Size distribution function and size density function
have similar properties to probability distribution
function and probability density function, respectively,
so that such names are given to these functions.
Similarly to probability distributions, the average and
the variance of size of objects in an image can be
considered. Higher moments of a size distribution can
be also defined, which are called granulometric
moments, and image objects can be characterized
using these moments [14–16].
4.2. Application to texture analysis
As described in Sec. 2., morphological opening is a
regeneration of an image by arranging the structuring
element, and removes smaller white regions in binary
case or smaller regions composed of brighter pixels
than its neighborhood in gray scale case than the
structuring element. Thus opening is effective for
eliminating noisy pixels that are brighter than its
neighborhood.
Since opening generates the resultant image by an
arrangement of the structuring element, the hape and
pixel value distribution of the structuring element
directly appear in the resultant image. It causes
artifacts if the shape and pixel value distribution are
not related to the original image.
This artifact can be suppressed by using a
structuring element resembling the shape and pixel
value distribution contained in the original image.

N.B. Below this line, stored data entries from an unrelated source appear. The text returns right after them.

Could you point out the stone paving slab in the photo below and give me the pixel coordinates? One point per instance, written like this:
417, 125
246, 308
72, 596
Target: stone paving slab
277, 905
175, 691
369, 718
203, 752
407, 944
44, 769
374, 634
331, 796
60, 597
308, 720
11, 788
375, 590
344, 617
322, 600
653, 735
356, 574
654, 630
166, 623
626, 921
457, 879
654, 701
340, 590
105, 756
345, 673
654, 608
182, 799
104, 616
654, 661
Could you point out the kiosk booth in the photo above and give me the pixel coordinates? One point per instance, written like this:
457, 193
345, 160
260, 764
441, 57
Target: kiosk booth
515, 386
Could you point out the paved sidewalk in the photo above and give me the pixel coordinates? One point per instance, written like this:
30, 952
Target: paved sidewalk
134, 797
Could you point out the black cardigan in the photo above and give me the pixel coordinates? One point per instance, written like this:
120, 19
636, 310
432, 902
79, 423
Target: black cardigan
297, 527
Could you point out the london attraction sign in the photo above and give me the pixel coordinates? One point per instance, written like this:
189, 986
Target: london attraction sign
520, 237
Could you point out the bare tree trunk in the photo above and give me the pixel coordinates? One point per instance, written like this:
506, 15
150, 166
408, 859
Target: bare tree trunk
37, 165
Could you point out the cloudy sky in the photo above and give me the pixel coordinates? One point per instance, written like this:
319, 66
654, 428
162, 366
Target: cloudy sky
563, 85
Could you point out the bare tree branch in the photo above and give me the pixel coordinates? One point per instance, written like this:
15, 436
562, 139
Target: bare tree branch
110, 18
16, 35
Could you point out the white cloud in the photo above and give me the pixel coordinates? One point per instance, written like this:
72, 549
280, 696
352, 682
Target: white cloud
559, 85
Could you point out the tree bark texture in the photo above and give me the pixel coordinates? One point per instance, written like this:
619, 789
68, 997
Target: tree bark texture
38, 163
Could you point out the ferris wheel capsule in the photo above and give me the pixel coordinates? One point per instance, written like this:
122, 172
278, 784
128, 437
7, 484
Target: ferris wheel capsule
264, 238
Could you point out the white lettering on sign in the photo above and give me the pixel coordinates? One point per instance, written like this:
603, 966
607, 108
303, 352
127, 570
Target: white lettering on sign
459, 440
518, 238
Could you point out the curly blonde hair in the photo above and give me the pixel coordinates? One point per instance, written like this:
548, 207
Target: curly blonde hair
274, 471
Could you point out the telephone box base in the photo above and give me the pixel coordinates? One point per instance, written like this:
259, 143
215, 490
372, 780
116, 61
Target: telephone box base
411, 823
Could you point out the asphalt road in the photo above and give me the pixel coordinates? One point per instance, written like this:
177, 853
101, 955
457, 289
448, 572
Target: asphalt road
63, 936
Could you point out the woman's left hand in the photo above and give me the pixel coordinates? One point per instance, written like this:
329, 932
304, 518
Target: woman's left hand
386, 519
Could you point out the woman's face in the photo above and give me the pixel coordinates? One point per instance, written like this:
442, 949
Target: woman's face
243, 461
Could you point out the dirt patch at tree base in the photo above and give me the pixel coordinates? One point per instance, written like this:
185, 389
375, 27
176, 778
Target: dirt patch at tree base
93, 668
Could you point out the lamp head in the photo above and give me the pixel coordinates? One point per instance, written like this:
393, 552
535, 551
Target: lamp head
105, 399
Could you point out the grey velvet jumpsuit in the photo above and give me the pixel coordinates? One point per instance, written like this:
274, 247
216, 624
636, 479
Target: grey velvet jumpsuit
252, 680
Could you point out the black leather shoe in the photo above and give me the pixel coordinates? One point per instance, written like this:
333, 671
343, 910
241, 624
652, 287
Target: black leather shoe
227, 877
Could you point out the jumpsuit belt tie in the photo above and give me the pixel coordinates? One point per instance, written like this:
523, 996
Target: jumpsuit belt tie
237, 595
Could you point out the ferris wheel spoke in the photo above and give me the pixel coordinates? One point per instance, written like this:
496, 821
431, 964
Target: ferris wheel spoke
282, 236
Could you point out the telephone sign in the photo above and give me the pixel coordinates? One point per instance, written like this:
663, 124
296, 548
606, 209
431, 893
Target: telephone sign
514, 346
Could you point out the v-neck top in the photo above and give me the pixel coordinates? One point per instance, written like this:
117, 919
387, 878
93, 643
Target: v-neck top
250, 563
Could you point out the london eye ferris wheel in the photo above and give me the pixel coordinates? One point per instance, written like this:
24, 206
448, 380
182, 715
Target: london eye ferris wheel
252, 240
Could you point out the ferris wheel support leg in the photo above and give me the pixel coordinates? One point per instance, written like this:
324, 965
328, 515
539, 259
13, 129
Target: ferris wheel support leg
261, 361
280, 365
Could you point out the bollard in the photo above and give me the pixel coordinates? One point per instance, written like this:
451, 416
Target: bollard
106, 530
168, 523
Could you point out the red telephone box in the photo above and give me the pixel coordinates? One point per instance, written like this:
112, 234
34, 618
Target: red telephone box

Such structuring element cannot be defined generally,
but can be estimated for texture images, since texture
is composed an arrangement of small objects
appearing repetitively in the texture.
We explain in this subsection a method of
developing the optimal artifact-free opening for noise
removal in texture images [17]. This method estimates
the structuring element which resembles small objects
appearing repetitively in the target texture. This is
achieved based on Primitive, Grain, and Point
Configuration (PGPC) texture model, which we have
proposed to describe a texture, and an optimization
method with respect to the size distribution function.
The optimal opening of suppressing the artifacts is
achieved by using the estimated structuring element.
In the case of noise removal, the primitive cannot be
estimated by the target image itself, since the original
uncorrupted image corresponding to the target image
is unknown. This problem is similar to that of the
image processing by learning, which estimates the
optimal filter parameters by giving an example of
corrupted image and its ideal output to a learning
mechanism [18–20]. In the case of texture image,
however, if a sample uncorrupted part of the texture
similar to the target corrupted image is available, the
primitive can be estimated from this sample, since the
sample and the target image are different realization
but have common textural characteristics.
4.2.1. PGPC texture model and estimation
of the optimal structuring element: The PGPC
texture model regards a texture as an image composed
by a regular or irregular arrangement of objects that
are much smaller than the size of image and resemble
each other. The objects arranged in a texture are called
grains, and the grains are regarded to be derived from
one or a few typical objects called primitives.
We assume here that the grains are derived from
one primitive by homothetic magnification.We also
assume that the primitive is expressed by a structuring
element B, and let X be the target texture image. In
this case, XrB is regarded as the texture image
composed by the arrangement of rB only. It follows
that rB − (r + 1)B indicates the region included in the
arrangement of rB but not included in that of (r+1)B.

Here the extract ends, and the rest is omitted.